Private developers could be brought into proposed new urban development authorities to drive through new housing projects in Auckland.
Housing Minister Maryan Street said the new authorities, flagged by Prime Minister Helen Clark yesterday, would probably not be purely state-owned entities as in Australia.
Instead, they may be modelled on a new "Tamaki Establishment Board", announced last week to oversee construction of 3000 new homes on Housing NZ land in Panmure, Glen Innes and Point England.
It will be made up of central and local government officials.
The Government hopes the new agencies will help make housing more affordable by increasing the supply of land for homes.
"My inclination at this stage is to look at an urban development authority as being a composite of central and local government and any other interests that wish to be represented in a development," she said.
Helen Clark said officials would report by May on how the new agencies could be set up for both "greenfield" developments on vacant land and sites such as the Tamaki land, where new housing is likely to be put on back sections or built to replace existing houses.
In Australia regional authorities have been used to fast-track regulatory approvals, buy and amalgamate land and specify design standards and affordable housing requirements.
Housing NZ has managed new public developments, using subsidiary companies for large projects such as the 3000-unit redevelopment of the Hobsonville air base, she said.
The Hobsonville project could be transferred to an authority. Other possible candidates for such authorities may include the Tamaki project and Housing NZ-led developments of the former Papakura army base.
Manukau Mayor Len Brown said the Government's planned stocktake of public land that could be made available for housing might also turn up sites such as land surrounding the Manukau Superclinic just south of the Manukau city centre.
"First of all we'll identify the extent of the land that is in Crown ownership, even if it's owned by a Crown entity, and then we'll see what is appropriate and available," she said.
The Government would consult Maori before taking any public land for housing. Ngati Whatua, for example, was already involved in the Tamaki project.
"One of the things I have been promoting is the idea of partnerships with iwi as well as local authorities," she said.

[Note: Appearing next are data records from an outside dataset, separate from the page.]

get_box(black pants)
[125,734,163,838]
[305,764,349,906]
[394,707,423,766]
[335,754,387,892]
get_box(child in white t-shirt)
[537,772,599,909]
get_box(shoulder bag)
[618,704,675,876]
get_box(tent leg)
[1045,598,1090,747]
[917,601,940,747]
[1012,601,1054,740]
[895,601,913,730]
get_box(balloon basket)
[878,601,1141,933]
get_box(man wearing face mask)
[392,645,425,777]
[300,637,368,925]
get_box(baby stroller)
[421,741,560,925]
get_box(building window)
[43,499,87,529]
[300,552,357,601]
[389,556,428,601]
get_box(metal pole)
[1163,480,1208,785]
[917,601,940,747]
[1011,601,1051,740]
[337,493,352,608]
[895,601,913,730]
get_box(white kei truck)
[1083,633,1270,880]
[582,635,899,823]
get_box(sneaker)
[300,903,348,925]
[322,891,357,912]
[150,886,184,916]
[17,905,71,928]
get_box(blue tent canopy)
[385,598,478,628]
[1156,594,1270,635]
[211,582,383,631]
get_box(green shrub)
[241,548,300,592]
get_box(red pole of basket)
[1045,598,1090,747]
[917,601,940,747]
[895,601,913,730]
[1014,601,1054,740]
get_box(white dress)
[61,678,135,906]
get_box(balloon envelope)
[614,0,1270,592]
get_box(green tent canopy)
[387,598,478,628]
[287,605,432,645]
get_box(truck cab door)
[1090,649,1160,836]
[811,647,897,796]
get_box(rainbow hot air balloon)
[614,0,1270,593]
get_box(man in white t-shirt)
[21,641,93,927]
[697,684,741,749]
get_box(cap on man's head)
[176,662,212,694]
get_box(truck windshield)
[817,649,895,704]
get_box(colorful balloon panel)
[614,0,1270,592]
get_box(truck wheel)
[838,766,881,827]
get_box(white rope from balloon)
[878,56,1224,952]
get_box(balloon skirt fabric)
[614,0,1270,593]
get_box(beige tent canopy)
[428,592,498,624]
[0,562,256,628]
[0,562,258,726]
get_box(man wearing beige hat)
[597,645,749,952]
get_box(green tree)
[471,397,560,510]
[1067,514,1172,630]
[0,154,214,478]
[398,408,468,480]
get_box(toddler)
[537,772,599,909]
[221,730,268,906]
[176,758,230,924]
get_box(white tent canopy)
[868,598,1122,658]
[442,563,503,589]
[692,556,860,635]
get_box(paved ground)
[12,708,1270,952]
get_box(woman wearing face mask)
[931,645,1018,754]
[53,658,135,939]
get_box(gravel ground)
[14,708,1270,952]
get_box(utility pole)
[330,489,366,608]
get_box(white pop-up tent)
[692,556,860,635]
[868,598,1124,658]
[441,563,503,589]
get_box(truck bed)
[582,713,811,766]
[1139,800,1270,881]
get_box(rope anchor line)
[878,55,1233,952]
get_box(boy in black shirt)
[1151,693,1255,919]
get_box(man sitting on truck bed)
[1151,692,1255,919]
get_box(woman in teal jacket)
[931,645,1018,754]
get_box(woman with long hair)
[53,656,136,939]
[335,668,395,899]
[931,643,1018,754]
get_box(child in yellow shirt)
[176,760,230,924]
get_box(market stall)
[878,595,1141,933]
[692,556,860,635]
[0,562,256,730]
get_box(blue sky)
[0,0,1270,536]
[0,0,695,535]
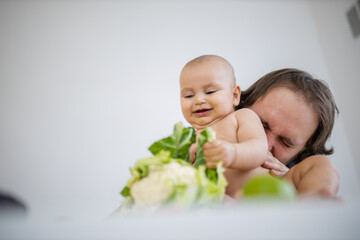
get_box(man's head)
[180,55,240,129]
[239,69,338,164]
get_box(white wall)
[309,0,360,191]
[0,0,358,219]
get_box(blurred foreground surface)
[0,200,360,239]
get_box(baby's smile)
[193,108,212,117]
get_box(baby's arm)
[204,108,268,171]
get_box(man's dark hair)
[236,68,339,164]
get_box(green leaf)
[121,186,130,197]
[149,122,196,162]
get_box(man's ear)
[233,85,241,107]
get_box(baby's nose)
[195,95,206,104]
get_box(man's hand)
[203,140,235,168]
[262,152,289,177]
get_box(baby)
[180,55,268,197]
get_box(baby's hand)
[203,140,235,168]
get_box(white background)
[0,0,360,219]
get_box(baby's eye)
[280,138,293,148]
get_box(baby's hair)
[183,55,236,85]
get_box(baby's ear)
[233,85,241,107]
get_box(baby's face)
[180,61,239,129]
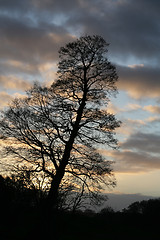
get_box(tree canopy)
[0,35,120,209]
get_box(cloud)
[117,66,160,99]
[0,92,12,108]
[143,105,160,114]
[121,132,160,154]
[112,150,160,173]
[0,16,72,64]
[0,75,31,91]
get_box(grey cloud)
[62,0,160,62]
[117,66,160,98]
[121,132,160,154]
[113,150,160,173]
[0,16,71,63]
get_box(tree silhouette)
[0,36,120,207]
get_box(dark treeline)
[0,176,160,240]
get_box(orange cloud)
[143,105,160,114]
[0,75,31,90]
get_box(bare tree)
[0,36,120,209]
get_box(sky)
[0,0,160,208]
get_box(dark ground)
[0,206,160,240]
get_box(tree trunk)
[47,90,87,209]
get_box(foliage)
[0,36,120,208]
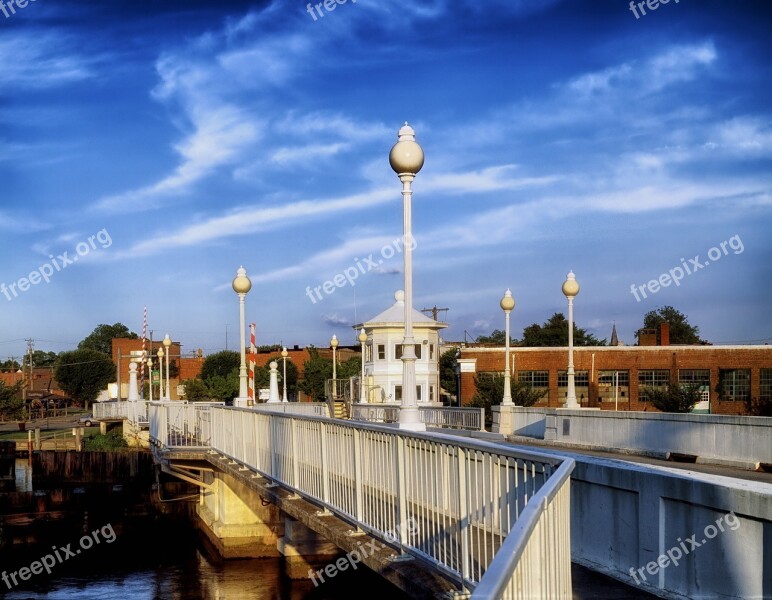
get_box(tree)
[0,381,25,420]
[78,323,139,356]
[521,313,606,347]
[440,346,458,396]
[475,329,517,346]
[54,349,115,404]
[200,350,241,381]
[641,383,700,413]
[635,306,708,345]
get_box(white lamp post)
[161,333,172,402]
[563,271,580,408]
[499,289,515,406]
[156,348,164,402]
[357,327,367,404]
[281,348,289,402]
[389,123,426,431]
[330,333,338,400]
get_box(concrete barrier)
[501,406,772,469]
[520,450,772,599]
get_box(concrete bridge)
[99,402,772,598]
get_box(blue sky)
[0,0,772,357]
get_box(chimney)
[659,321,670,346]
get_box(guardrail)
[351,404,485,431]
[252,402,330,417]
[150,403,573,597]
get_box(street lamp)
[281,348,289,402]
[357,327,367,404]
[563,271,581,408]
[161,333,172,402]
[499,288,515,406]
[330,333,338,400]
[389,123,426,431]
[157,348,164,402]
[233,267,252,406]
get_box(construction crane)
[421,304,450,321]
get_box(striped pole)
[247,323,257,406]
[139,306,147,400]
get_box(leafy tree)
[78,323,139,356]
[54,349,115,404]
[641,383,700,413]
[475,329,517,346]
[635,306,708,344]
[521,313,606,347]
[201,350,241,381]
[440,350,458,396]
[182,378,209,402]
[0,381,25,420]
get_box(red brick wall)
[461,346,772,414]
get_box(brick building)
[458,331,772,414]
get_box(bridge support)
[276,517,342,579]
[196,471,284,558]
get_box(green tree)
[520,313,606,347]
[182,378,210,402]
[475,329,517,346]
[78,323,139,356]
[200,350,241,381]
[0,381,25,420]
[440,346,458,396]
[635,306,708,344]
[470,373,547,425]
[54,349,115,405]
[641,383,700,413]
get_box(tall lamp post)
[232,267,252,406]
[357,327,367,404]
[161,333,172,402]
[330,333,338,400]
[563,271,581,408]
[156,348,164,402]
[281,348,289,402]
[499,288,515,406]
[389,123,426,431]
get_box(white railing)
[252,402,330,417]
[92,402,129,419]
[351,404,485,431]
[150,403,573,597]
[148,402,223,448]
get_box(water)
[0,523,407,600]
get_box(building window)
[638,369,670,402]
[394,385,421,402]
[759,369,772,400]
[517,371,550,388]
[718,369,751,402]
[598,371,630,402]
[394,344,421,360]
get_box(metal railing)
[351,404,485,431]
[150,403,573,597]
[252,402,330,417]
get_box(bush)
[641,383,700,413]
[83,429,129,452]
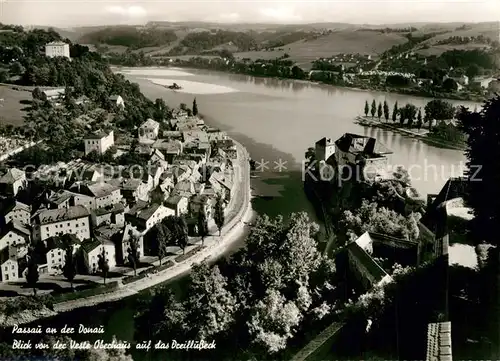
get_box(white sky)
[0,0,500,27]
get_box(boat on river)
[165,83,182,90]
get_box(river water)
[4,69,480,360]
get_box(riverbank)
[0,141,254,327]
[355,116,466,151]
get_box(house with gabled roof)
[0,247,21,282]
[165,195,189,217]
[91,203,128,227]
[0,198,31,227]
[0,168,27,196]
[47,189,75,209]
[189,194,215,220]
[172,180,196,198]
[81,236,116,274]
[0,221,31,250]
[83,130,115,155]
[45,234,81,274]
[125,202,175,233]
[70,182,122,210]
[32,206,90,241]
[116,224,145,264]
[109,94,125,109]
[139,119,160,144]
[334,133,392,177]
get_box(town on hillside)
[0,93,241,294]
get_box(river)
[4,69,480,361]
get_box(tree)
[457,94,500,359]
[458,95,500,244]
[214,196,225,237]
[193,98,198,116]
[154,222,172,266]
[63,245,77,289]
[26,248,40,296]
[176,216,189,254]
[31,87,44,100]
[341,200,421,241]
[399,103,417,128]
[127,233,140,276]
[186,263,237,339]
[465,64,481,81]
[417,108,422,132]
[249,289,302,353]
[97,247,109,284]
[384,100,389,122]
[198,207,209,245]
[442,78,458,93]
[392,102,399,123]
[424,99,456,130]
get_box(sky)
[0,0,500,28]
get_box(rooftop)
[335,133,392,157]
[94,203,125,216]
[82,237,102,253]
[0,221,31,238]
[426,322,452,361]
[0,168,25,184]
[45,233,80,251]
[347,242,387,284]
[165,195,184,206]
[140,119,160,128]
[85,130,111,139]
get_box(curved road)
[50,141,253,312]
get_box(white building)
[70,182,122,210]
[165,195,189,217]
[83,131,115,155]
[82,236,116,274]
[139,119,160,143]
[33,205,90,241]
[0,168,27,196]
[0,222,30,250]
[126,202,175,232]
[0,200,31,225]
[46,234,80,274]
[109,94,125,109]
[45,41,70,59]
[117,224,145,264]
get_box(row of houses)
[0,113,237,282]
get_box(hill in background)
[37,21,498,67]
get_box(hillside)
[67,21,498,68]
[235,30,407,67]
[79,26,177,49]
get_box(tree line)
[363,99,457,130]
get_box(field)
[235,30,407,68]
[0,85,31,126]
[416,44,488,56]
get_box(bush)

The housing affordability package will involve many government agencies:
* Land Information NZ will do a stocktake of public land holdings, starting in Auckland, to see what land might be available for housing.
* The Department of Building and Housing (DBH) will investigate all land zoned for housing in the main urban areas to find out how much is available for immediate development.
* DBH is also looking at a proposal by Building Minister Shane Jones to design a standard simple "starter house" which could be fast-tracked through the building consent process, to cut the price of getting a consent.
* Housing NZ is working on a shared-equity housing scheme where a developer, such as Housing NZ, would put up a part of the capital of a house and take a share of the gain when the house is sold. This could cut the amount first home buyers have to put up by as much as half.
The Government is also legislating to give local councils power to require a proportion of affordable housing in new developments.
* BANKS: WE DON'T NEED MORE PC
Auckland Mayor John Banks says the region does not need "another layer of political correctness" in the form of urban development authorities to guide new housing projects.
"My immediate reaction is that it's somewhat scary," he said yesterday.
"The Government has a good working relationship with territorial local authorities," he said.
"I'd like to see that continue rather than setting up another little politically correct think-tank that spends most of its time spending money and navel-gazing. There is no need for more structures of consultation, administration and bureaucracy."
Mr Banks, who opposed a shared-equity project initiated under former Mayor Dick Hubbard, said he was not against the Government undertaking such projects for low-income earners, but it was not a job for local bodies.
He urged the Government to keep state housing in new developments down to "international best practice" of 15 to 20 per cent.
Other mayors were more positive about the Government's plans.
* Manukau Mayor Len Brown said the Government owned "huge" land holdings for education, health and roading which could yield potential sites for housing.
"At various times we've had neighbourhood urban development corporations - local trusts to develop low-cost housing," he said.
* Waitakere Mayor Bob Harvey "embraced" the idea of urban development authorities and said the Hobsonville development was showing the way, with a mix of high-class, affordable and public housing and marine industry.
"We consider ourselves pioneers in what is a mixed community. It's the way this country must go."
* Papakura Mayor Calum Penrose said development of 240 homes on the former Papakura army base land was a model for the region, with only about 10 per cent of the homes to be owned by Housing NZ.
But he opposed legislation to let councils require affordable housing in new developments because it would "load costs on to local government".
* Auckland Regional Council chairman Mike Lee blamed landowners for locking up land that could be developed and accused the building supplies industry of driving up building costs.